In a study published last month in Nanophotonics, researchers at the University of Tsukuba have tested a new metallic waveguide that contains a tiny nanocavity, just 100 nanometers long. The nanocavity size is specifically tailored so that only specific wavelengths of light can fit inside. This makes the nanocavity act almost like an artificial atom with tunable properties. As a result, light waves with matching resonant energy are transmitted, while other wavelengths are blocked. This has the effect of reshaping the light wave packet.

The team used light waves that travel along the interface of the metal and air, called “surface plasmon polaritons.” This involves coupling the motion of the light wave in the air with the motion of the electrons in the metal directly below it. “You can imagine a surface plasmon polariton as like what happens when a strong wind blows across the ocean. The water waves and air waves flow in concert,” senior author Professor Atsushi Kubo says.
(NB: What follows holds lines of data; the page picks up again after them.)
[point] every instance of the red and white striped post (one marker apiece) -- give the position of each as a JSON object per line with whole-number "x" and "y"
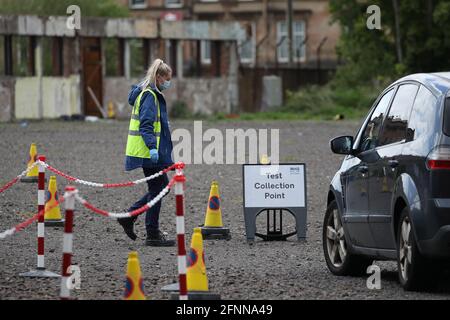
{"x": 180, "y": 179}
{"x": 69, "y": 199}
{"x": 41, "y": 207}
{"x": 40, "y": 270}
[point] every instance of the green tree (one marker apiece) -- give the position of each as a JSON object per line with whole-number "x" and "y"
{"x": 413, "y": 38}
{"x": 89, "y": 8}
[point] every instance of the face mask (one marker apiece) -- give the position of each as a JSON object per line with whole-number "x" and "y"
{"x": 165, "y": 85}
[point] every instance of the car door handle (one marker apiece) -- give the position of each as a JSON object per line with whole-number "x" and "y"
{"x": 363, "y": 169}
{"x": 393, "y": 163}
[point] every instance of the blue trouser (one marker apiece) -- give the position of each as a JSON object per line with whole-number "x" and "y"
{"x": 154, "y": 188}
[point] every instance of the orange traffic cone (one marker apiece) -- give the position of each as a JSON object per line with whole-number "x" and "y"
{"x": 32, "y": 175}
{"x": 53, "y": 216}
{"x": 196, "y": 276}
{"x": 213, "y": 227}
{"x": 134, "y": 286}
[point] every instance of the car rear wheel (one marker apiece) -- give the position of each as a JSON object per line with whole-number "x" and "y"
{"x": 414, "y": 270}
{"x": 339, "y": 260}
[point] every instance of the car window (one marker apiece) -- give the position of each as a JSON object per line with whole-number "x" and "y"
{"x": 447, "y": 116}
{"x": 369, "y": 138}
{"x": 422, "y": 120}
{"x": 396, "y": 122}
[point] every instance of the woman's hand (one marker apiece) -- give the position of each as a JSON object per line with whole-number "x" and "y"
{"x": 154, "y": 155}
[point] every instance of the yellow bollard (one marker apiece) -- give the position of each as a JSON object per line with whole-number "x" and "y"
{"x": 134, "y": 286}
{"x": 32, "y": 175}
{"x": 197, "y": 280}
{"x": 53, "y": 217}
{"x": 213, "y": 227}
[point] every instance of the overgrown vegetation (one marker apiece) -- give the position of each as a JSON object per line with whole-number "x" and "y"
{"x": 413, "y": 38}
{"x": 89, "y": 8}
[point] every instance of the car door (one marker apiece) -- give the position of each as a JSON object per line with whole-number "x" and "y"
{"x": 356, "y": 182}
{"x": 384, "y": 172}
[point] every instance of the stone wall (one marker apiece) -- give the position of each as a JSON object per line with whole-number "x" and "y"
{"x": 39, "y": 97}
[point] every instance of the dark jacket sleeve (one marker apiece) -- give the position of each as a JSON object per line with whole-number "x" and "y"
{"x": 147, "y": 115}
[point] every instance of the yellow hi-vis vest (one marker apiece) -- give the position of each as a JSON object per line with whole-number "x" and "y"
{"x": 135, "y": 144}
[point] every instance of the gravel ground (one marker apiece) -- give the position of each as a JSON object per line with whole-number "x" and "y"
{"x": 236, "y": 270}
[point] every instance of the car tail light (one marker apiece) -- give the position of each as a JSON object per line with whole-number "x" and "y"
{"x": 439, "y": 158}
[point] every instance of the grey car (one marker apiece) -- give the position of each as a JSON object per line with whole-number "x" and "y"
{"x": 390, "y": 199}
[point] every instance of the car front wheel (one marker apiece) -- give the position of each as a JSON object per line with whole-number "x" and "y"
{"x": 339, "y": 260}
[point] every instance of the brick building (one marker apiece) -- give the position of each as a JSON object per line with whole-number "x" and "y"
{"x": 265, "y": 51}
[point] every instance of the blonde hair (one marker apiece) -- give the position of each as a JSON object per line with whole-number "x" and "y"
{"x": 158, "y": 67}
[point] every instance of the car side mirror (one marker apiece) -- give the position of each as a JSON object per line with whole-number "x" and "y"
{"x": 342, "y": 145}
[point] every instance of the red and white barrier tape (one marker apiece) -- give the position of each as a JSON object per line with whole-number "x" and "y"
{"x": 116, "y": 215}
{"x": 16, "y": 179}
{"x": 27, "y": 222}
{"x": 178, "y": 165}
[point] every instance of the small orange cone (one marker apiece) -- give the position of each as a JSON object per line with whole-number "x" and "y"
{"x": 53, "y": 216}
{"x": 213, "y": 227}
{"x": 32, "y": 175}
{"x": 134, "y": 286}
{"x": 196, "y": 276}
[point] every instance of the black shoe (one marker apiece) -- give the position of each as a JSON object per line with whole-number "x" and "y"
{"x": 128, "y": 226}
{"x": 159, "y": 239}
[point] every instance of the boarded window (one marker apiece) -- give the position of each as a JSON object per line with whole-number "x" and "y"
{"x": 137, "y": 64}
{"x": 113, "y": 49}
{"x": 52, "y": 52}
{"x": 23, "y": 56}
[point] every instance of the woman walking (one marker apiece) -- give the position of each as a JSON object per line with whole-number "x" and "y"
{"x": 149, "y": 146}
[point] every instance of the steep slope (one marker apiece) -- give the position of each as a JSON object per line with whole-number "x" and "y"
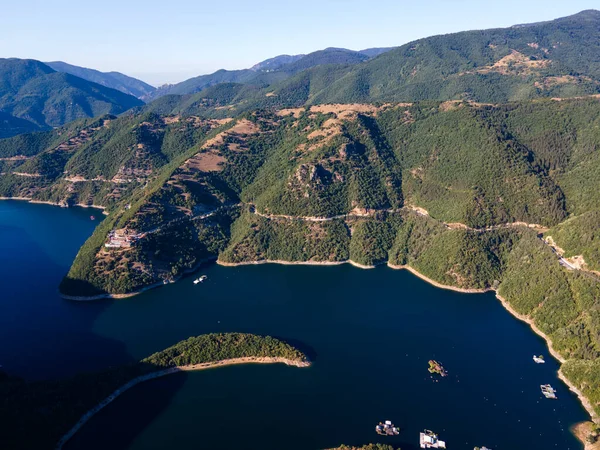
{"x": 32, "y": 91}
{"x": 557, "y": 58}
{"x": 113, "y": 80}
{"x": 11, "y": 125}
{"x": 461, "y": 192}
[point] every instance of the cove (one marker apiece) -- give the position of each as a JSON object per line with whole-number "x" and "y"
{"x": 370, "y": 334}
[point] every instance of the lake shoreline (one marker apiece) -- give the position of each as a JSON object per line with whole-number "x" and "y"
{"x": 42, "y": 202}
{"x": 582, "y": 398}
{"x": 83, "y": 298}
{"x": 161, "y": 373}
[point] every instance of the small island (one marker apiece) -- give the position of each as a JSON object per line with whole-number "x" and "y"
{"x": 73, "y": 402}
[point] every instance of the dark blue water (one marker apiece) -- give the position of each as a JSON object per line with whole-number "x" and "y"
{"x": 370, "y": 333}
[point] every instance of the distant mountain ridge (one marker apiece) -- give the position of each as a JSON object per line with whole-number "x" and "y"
{"x": 269, "y": 71}
{"x": 558, "y": 58}
{"x": 33, "y": 96}
{"x": 113, "y": 80}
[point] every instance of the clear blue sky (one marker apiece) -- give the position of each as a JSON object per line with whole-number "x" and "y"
{"x": 168, "y": 41}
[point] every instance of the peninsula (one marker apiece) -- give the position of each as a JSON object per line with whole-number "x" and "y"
{"x": 74, "y": 402}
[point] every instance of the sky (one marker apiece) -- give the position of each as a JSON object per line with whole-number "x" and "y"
{"x": 170, "y": 41}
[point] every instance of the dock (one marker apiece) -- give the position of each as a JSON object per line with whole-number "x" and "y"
{"x": 387, "y": 428}
{"x": 429, "y": 439}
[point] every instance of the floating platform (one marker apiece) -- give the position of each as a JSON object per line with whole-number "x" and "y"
{"x": 548, "y": 391}
{"x": 429, "y": 439}
{"x": 436, "y": 367}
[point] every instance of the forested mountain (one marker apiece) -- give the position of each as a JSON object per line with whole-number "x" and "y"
{"x": 268, "y": 72}
{"x": 113, "y": 80}
{"x": 560, "y": 58}
{"x": 469, "y": 194}
{"x": 460, "y": 156}
{"x": 43, "y": 98}
{"x": 275, "y": 62}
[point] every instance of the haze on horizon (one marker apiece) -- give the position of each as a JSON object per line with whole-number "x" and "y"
{"x": 169, "y": 42}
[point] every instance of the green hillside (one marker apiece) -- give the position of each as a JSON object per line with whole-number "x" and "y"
{"x": 560, "y": 58}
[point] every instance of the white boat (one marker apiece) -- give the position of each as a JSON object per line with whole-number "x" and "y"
{"x": 429, "y": 439}
{"x": 539, "y": 359}
{"x": 200, "y": 280}
{"x": 548, "y": 391}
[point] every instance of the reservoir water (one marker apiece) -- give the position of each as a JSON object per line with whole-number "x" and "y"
{"x": 369, "y": 332}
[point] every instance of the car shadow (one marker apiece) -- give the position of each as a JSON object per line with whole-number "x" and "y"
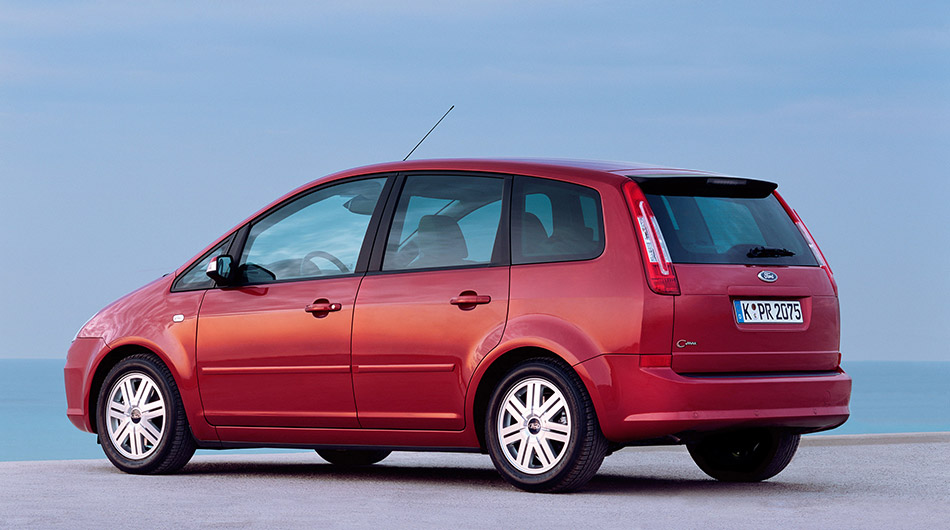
{"x": 468, "y": 477}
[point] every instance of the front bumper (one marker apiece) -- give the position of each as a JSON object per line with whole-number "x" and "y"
{"x": 79, "y": 367}
{"x": 635, "y": 402}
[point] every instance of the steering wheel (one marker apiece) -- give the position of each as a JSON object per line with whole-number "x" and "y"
{"x": 325, "y": 255}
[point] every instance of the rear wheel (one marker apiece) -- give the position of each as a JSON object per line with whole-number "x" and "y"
{"x": 541, "y": 429}
{"x": 352, "y": 457}
{"x": 140, "y": 418}
{"x": 745, "y": 456}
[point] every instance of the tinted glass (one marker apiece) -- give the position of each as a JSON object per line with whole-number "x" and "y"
{"x": 555, "y": 221}
{"x": 445, "y": 221}
{"x": 317, "y": 235}
{"x": 195, "y": 277}
{"x": 751, "y": 231}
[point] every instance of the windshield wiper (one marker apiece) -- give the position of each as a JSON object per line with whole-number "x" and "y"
{"x": 765, "y": 252}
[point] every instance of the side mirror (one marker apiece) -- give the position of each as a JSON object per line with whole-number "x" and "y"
{"x": 219, "y": 270}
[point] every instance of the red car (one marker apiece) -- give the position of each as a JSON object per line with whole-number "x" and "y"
{"x": 546, "y": 312}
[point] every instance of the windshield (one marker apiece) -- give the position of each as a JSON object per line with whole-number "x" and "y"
{"x": 731, "y": 230}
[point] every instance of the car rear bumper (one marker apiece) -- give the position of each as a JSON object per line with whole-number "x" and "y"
{"x": 635, "y": 402}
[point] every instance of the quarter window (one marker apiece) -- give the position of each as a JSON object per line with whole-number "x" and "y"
{"x": 445, "y": 221}
{"x": 555, "y": 221}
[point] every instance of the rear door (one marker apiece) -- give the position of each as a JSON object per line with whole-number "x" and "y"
{"x": 436, "y": 305}
{"x": 754, "y": 297}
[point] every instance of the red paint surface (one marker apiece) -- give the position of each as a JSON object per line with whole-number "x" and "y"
{"x": 398, "y": 364}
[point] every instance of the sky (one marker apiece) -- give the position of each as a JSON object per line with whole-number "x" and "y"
{"x": 132, "y": 134}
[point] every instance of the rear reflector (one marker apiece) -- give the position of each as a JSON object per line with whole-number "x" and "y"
{"x": 656, "y": 262}
{"x": 655, "y": 361}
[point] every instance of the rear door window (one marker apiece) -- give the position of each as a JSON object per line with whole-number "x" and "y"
{"x": 729, "y": 230}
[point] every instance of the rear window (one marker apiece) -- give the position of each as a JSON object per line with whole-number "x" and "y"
{"x": 731, "y": 230}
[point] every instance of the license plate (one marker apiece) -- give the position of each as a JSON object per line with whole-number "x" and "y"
{"x": 768, "y": 312}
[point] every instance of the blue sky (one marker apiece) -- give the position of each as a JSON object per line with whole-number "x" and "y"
{"x": 134, "y": 133}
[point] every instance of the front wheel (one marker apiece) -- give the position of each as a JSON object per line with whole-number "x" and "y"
{"x": 541, "y": 429}
{"x": 353, "y": 457}
{"x": 744, "y": 456}
{"x": 140, "y": 418}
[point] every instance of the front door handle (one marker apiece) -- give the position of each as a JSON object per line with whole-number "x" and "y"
{"x": 322, "y": 306}
{"x": 470, "y": 299}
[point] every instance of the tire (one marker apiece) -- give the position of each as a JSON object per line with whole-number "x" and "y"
{"x": 354, "y": 457}
{"x": 745, "y": 456}
{"x": 140, "y": 418}
{"x": 541, "y": 429}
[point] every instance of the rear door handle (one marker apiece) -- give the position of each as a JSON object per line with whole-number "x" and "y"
{"x": 470, "y": 299}
{"x": 323, "y": 306}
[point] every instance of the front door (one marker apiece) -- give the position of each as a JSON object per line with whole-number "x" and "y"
{"x": 274, "y": 349}
{"x": 437, "y": 306}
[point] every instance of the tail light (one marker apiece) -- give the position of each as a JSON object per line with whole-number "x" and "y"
{"x": 656, "y": 258}
{"x": 819, "y": 256}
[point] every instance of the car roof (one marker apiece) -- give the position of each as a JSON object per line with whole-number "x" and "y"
{"x": 527, "y": 166}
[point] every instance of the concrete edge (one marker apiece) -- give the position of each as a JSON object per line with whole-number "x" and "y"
{"x": 876, "y": 439}
{"x": 812, "y": 440}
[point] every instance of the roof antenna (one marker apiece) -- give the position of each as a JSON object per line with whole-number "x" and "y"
{"x": 428, "y": 133}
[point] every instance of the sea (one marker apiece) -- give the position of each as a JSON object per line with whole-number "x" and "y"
{"x": 887, "y": 397}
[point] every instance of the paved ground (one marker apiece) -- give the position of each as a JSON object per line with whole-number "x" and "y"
{"x": 896, "y": 481}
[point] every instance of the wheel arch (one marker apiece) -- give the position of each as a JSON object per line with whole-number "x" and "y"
{"x": 492, "y": 374}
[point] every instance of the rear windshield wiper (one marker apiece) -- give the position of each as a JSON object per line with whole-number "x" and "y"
{"x": 765, "y": 252}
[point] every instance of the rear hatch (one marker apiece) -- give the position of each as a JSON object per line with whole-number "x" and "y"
{"x": 755, "y": 293}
The waveguide was fabricated using a dye with fluorescence properties that changed based on the presence of the light energy. The team used light chirps only 10 femtoseconds (i.e., 10 quadrillionth of a second) long and created a “movie” of the resulting waves using time-resolved two-photon fluorescent microscopy. They found that only the spectral component matching the resonant energy of the nanocavity was able to continue propagating along the metal surface. “The ability to selectively reshape waveforms will be key to the development of future optical computers,” Professor Kubo says. The results of this project may also help streamline the designs of other devices for ultrafast optical spectroscopy.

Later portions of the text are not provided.